Could toll breaks continue? DeSantis administration says maybe
As Gov. Ron DeSantis prepares proposals for the 2024 legislative session, continuing to give financial breaks to frequent users of toll roads could be on the table.
Lt. Gov. Jeanette Nunez hinted at the issue Saturday as she spoke during the Republican Party of Florida’s “Freedom Summit” in Orlando. A year-long program of providing credits to motorists who frequently use toll roads is scheduled to expire Dec. 31.
“Our administration is committed to relieving some of that financial burden, relieving some of that stress,” Nunez said during the event at the Gaylord Palms Resort. “And we’re going to continue to do so by providing tax relief and toll relief.”
The event focused on the 2024 presidential race, with speakers including DeSantis, former President Donald Trump and other candidates. State leaders also touted actions they have taken, as the GOP has complete control of Florida government.

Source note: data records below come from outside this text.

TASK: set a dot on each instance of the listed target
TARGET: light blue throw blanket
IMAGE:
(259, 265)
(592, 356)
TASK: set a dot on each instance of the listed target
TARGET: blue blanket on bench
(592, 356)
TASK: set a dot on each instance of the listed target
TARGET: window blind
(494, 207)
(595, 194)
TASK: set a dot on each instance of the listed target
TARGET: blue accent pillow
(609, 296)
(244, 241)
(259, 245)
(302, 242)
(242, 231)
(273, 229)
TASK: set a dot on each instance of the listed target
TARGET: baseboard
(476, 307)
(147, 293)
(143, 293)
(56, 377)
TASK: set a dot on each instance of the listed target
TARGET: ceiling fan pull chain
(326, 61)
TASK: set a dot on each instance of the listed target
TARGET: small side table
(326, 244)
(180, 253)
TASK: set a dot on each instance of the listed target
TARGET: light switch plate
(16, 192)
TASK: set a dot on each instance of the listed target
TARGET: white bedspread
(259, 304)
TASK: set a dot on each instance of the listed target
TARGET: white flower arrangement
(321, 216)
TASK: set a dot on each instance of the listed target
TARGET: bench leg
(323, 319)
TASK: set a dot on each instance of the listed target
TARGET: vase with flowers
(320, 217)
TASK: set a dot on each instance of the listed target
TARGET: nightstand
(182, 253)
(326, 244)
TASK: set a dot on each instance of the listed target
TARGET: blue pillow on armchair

DeSantis, who is expected in the coming weeks to outline a proposed budget for the 2024-2025 fiscal year, discussed measures that have expanded gun rights, targeted the Chinese Communist Party by restricting land purchases by people from China and removed such things as “diversity, equity and Inclusion” programs from schools and businesses.
During her comments, Nunez pointed to a package of tax breaks that passed for the current fiscal year, and she included the toll-credit program as a way “to reduce the burden caused by the Biden administration.”
The toll program went into effect on January 1. It provides 50 percent credits to people who use SunPass or other Florida transponders and make 35 or more toll-road trips a month.
At the time, Moody’s Investors Service warned that Florida lawmakers should anticipate some “political and social” pressure when the program ends.
The financial rating agency said the program would “buoy” toll-road demand without reducing revenues because the state is offsetting lost toll dollars. But the agency also questioned what could occur when the temporary program expires.
“If individual toll roads decide to continue this program beyond its expiration or implement other major discounts without any offsetting mechanisms from the state, toll revenue will decline despite the induced demand,” Moody’s said in a report. “If roads decide to revert to full toll rates in 2024, they will face political and social pressure from drivers when the discounts expire.”
The program, approved by the Legislature during a December 2022 special session, expanded on a similar credit program that touched fewer toll roads.
Through September, the state had issued $343.4 million in credits through the current program.
Other state leaders who spoke during Saturday’s party event included Agriculture Commissioner Wilton Simpson, who discussed a need to continue piecing together a major wildlife corridor and reiterated his support for securing $300 million for the Rural and Family Lands Protection Program, which is designed to keep swaths of rural land from commercial and residential development.
"We buy development rights," Simpson said. "We want that property to stay in private hands. When it stays in private hands, it stays on your local tax rolls supporting your local systems. When it stays in private hands, we don't have to come back a few years later to get more money to take care of the land we just bought."
The $300 million request would equal what was put into the program two years ago, when Simpson was president of the state Senate. DeSantis vetoed $100 million that lawmakers put into the 2023-2024 budget.
Meanwhile, state Chief Financial Officer Jimmy Patronis, alleging a “weaponization” of the federal government against Trump, advocated for a new state law that would establish a legal defense fund for presidential candidates in Florida “when they are targeted by politically motivated prosecutors.”
“When these men and women are brave enough to put themselves on the ballot, we should protect them,” Patronis said.
Trump, the front-runner for the 2024 GOP presidential nomination, is trying to fend off numerous criminal charges, including allegations that he tried to subvert the 2020 election and improperly retained national-security information.